Cette mesure ne relève pas d’une simple bureaucratie. Elle concrétise le transfert progressif de l’autorité sur ces territoires, passant d’un contrôle militaire — norme en zone occupée — à un contrôle civil direct sous l’égide de Bezalel Smotrich. Ce basculement administratif était l’une des conditions centrales posées par le leader du Parti sioniste religieux pour rejoindre la coalition du Premier ministre Benjamin Netanyahu en 2022.
**Une stratégie idéologique planifiée**
Loin d’être une improvisation liée au contexte actuel, cette démarche s’inscrit dans une vision exposée dès 2017 par Smotrich dans ce qu’il nommait son « Plan Décisif ». Ce document proposait aux Palestiniens de Cisjordanie trois options radicales : le départ, l’acceptation d’une domination israélienne permanente ou l’affrontement militaire.
Orly Noy, journaliste pour le magazine israélien Local Call, explique à nos confrères d’Al Jazeera que la force de Smotrich réside dans sa capacité à transformer l’idéologie en mécanismes d’État. Contrairement à son allié Itamar Ben-Gvir, ministre de la Sécurité nationale, souvent décrit comme cherchant le chaos, Smotrich travaille méthodiquement à « l’ordre » par l’annexion.
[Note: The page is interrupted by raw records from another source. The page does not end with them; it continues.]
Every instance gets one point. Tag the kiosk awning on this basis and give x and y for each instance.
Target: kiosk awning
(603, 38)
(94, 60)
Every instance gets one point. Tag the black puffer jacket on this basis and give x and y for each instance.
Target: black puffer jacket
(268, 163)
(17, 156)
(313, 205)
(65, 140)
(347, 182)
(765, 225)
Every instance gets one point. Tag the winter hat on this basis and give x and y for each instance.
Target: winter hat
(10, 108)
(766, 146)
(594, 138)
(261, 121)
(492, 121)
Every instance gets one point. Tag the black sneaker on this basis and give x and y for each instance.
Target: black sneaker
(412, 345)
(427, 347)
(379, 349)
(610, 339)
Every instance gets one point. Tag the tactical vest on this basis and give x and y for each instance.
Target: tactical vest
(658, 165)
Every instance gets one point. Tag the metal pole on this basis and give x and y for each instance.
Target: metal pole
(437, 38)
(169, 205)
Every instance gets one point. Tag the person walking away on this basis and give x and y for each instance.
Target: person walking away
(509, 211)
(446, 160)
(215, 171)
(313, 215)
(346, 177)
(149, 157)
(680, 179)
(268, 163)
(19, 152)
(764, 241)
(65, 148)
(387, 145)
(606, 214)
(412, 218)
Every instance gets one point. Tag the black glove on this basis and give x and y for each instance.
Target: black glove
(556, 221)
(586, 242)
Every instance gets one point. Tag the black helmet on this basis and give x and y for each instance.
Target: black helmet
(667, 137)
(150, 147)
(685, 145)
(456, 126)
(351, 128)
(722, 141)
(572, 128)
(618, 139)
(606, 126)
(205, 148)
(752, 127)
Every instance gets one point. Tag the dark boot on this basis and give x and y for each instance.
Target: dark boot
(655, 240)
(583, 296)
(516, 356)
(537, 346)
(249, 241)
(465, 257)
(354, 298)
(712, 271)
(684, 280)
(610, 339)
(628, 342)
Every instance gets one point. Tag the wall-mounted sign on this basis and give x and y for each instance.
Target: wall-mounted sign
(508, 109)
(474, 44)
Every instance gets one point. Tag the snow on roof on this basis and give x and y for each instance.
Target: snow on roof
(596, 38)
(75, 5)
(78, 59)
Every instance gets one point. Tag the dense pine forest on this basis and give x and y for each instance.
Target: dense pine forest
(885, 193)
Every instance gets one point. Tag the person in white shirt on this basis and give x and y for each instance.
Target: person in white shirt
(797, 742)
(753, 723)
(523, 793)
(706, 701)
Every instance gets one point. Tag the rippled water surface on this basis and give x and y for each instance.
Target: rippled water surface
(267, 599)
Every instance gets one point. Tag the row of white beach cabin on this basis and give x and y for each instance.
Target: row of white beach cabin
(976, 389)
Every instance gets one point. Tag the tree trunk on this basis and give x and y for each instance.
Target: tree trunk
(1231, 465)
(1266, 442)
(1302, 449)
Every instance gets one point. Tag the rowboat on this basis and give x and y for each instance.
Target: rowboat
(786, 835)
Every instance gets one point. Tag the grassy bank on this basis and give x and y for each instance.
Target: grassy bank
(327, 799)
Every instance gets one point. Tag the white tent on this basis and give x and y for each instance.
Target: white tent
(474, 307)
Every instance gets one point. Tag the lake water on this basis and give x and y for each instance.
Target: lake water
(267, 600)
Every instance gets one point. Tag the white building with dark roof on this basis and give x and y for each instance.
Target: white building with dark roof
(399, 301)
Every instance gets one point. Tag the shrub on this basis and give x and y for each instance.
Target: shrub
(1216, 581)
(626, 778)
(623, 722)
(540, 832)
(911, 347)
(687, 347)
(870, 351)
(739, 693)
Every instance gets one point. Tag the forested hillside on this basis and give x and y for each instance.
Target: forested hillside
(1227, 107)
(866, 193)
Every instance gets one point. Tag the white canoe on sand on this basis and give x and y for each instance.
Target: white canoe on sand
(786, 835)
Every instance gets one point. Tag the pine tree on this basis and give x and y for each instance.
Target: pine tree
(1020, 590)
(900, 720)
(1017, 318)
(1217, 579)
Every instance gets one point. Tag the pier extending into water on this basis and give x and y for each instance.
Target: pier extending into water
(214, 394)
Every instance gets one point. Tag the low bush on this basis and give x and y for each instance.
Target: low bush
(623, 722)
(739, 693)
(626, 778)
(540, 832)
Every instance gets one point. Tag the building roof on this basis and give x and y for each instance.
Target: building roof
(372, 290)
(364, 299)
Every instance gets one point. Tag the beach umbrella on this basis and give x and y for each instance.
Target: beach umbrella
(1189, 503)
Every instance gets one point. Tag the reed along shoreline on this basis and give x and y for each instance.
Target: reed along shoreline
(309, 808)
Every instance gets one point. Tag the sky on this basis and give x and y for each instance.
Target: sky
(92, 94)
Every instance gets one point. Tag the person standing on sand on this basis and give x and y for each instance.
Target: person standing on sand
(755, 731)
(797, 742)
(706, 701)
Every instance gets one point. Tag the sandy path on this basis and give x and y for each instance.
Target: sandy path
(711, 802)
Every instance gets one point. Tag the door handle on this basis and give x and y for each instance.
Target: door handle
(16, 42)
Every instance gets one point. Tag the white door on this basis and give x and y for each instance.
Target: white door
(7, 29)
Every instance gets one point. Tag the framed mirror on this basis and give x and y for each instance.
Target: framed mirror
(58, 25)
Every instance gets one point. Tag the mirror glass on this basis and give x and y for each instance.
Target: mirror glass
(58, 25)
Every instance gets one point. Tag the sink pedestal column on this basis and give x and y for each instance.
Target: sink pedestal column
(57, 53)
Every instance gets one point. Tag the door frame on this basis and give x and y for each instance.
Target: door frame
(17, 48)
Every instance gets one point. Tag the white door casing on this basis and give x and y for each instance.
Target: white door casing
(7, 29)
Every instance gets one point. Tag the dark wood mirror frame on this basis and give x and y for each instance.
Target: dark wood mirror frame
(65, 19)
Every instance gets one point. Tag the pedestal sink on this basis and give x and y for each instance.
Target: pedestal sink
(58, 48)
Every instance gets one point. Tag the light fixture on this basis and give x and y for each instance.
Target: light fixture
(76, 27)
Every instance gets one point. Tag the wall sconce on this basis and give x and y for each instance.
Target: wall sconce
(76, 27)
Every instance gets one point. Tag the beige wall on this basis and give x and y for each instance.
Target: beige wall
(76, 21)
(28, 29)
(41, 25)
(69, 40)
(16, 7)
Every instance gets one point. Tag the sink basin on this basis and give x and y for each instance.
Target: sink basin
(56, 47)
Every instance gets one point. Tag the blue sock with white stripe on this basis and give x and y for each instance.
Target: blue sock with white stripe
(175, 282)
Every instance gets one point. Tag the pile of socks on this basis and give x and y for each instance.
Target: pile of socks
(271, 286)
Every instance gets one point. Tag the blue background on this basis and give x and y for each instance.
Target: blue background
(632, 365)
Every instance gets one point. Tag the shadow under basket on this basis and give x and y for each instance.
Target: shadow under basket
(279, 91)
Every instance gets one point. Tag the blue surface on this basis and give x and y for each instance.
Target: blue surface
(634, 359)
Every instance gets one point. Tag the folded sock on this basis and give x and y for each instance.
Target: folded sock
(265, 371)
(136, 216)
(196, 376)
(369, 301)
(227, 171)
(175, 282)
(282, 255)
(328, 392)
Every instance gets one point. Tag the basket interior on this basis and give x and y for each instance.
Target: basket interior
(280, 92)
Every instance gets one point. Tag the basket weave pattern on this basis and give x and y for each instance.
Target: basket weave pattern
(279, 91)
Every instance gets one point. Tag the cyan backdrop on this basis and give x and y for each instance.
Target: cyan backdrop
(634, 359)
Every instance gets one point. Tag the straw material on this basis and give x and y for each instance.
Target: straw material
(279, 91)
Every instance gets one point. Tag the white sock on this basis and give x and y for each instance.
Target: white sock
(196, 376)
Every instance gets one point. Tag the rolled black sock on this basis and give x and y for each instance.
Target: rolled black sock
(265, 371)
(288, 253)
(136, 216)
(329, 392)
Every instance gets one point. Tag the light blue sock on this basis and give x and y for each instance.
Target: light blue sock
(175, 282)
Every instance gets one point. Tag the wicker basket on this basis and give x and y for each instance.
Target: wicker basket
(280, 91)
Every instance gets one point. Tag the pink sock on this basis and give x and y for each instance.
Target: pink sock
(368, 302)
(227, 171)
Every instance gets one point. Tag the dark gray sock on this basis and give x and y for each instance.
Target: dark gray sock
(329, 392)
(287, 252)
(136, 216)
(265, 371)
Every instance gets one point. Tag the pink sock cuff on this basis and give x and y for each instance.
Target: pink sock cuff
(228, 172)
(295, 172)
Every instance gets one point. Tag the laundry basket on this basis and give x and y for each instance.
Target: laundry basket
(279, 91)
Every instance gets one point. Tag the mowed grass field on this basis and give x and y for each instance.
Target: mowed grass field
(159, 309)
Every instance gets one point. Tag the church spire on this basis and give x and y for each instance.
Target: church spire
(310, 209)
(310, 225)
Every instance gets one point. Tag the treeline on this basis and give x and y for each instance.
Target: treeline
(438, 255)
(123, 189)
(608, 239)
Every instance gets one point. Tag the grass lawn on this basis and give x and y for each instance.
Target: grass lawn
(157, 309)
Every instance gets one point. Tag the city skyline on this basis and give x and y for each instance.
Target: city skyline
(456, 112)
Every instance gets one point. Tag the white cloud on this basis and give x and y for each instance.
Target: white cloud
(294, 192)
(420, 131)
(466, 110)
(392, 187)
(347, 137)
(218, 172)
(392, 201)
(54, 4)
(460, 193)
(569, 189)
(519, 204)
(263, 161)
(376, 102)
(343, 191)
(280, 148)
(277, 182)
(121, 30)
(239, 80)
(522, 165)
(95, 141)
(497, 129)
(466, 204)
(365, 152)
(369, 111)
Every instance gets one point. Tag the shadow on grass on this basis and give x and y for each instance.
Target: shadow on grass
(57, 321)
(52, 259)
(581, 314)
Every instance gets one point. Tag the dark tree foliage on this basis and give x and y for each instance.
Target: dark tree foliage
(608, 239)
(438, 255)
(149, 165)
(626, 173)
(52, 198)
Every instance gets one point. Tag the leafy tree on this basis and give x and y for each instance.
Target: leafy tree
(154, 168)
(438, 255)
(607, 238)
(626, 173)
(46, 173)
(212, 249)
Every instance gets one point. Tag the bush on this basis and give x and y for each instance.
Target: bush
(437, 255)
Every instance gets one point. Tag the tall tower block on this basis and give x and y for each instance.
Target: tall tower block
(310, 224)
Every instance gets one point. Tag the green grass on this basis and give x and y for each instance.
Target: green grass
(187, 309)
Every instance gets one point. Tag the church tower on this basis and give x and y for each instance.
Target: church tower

Il a ainsi réussi à détourner des millions de shekels vers le mouvement des colons, alors même que d’autres budgets ministériels subissaient des coupes.
**« Enterrer l’idée d’un État palestinien »**
L’impact de ces décisions sur le terrain est immédiat. En juin 2024, des pouvoirs supplémentaires ont été officiellement transférés de l’armée à l’Administration des colonies dirigée par le ministre des Finances. Ce dernier ne cache pas ses intentions : il s’est récemment félicité que ces nouvelles implantations et réformes juridiques allaient « enterrer l’idée d’un État palestinien ».
Cette politique s’accompagne d’une recrudescence de la violence des colons, qui agissent avec un sentiment d’impunité grandissant. Le député israélien Ofer Cassif dénonce une complicité au sommet de l’État, affirmant que « Netanyahu, Smotrich et d’autres ministres n’interfèrent pas avec ces groupes ».
Bien que les sondages actuels suggèrent que le parti de Smotrich pourrait peiner à atteindre le seuil d’éligibilité lors des prochaines élections, plusieurs analystes, dont Ori Goldberg, estiment que l’essentiel est déjà fait : l’extrémisme et la vision d’une annexion totale sont désormais ancrés dans le débat national et, surtout, dans la structure administrative israélienne.